I have to side with the opponents here. Coercion and abuses are too obviously a risk for the prisoners. When we see someone who has done something heinous, we know that they are likely to experience really bad things when they go to prison. In fact, we occasionally root for it. To think that this kind of research could actually be reviewed appropriately when the minimum of oversight can't be assured is sophomoric. I am not a prison rights type, but I don't want people to be used just because we can.

 

Six Years In and We Are Just Now Finding Out?

Is Bush a Conservationist or Eco Disaster? - Newsweek Technology - MSNBC.com: "Before moving into the White House, George W. Bush built the kind of vacation home that Al Gore might have designed. His Texas ranch captures rain and wastewater for landscaping. Solar panels line the roof and an underground geothermal system provides heating and air conditioning. There's even a protected forest that is home to the rare golden-cheeked warbler."

It is interesting what the Administration brags about and what it doesn't. The house doesn't prove the President is an ardent conservationist, but it does suggest an awareness that has not been talked about before. If someone had described the house and asked who I thought had it, the President would have never been uttered. Doesn't he have a model for behavior for others of his wealth? Shouldn't we be holding this up as an example? They quite possibly are. I really hope so.

Wednesday, August 09, 2006

 

It is Only Fair

Police Arrest "Johns" In Reverse Prostitution Sting: "A couple of dozen men picked the wrong night to solicit prostitutes in Cincinnati.
Police in both Over-the-Rhine and Avondale conducted a 'reverse' prostitution sting Tuesday night.
Undercover female officers posed as prostitutes and the 'johns' they attracted were then arrested.
Under a new civil fine program, the men's cars were also towed and they will have to pay a $500 fine to get them back."
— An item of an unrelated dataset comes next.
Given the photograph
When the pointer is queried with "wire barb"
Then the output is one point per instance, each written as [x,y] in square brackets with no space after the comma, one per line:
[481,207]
It always stuns me when I watch "Cops" and see the prostitutes arrested and the men let go. Uhhh. In some places, it is not against the law to solicit, rather only to be a prostitute. That is dopey on all counts. It is clear that men who have frequented these professionals made these laws. Notice that this is a new civil fine program in Cincinnati. Notice also that they call it a "reverse sting". If it is illegal for one side, it should obviously be illegal for the other. Why this hasn't been obvious all along baffles me.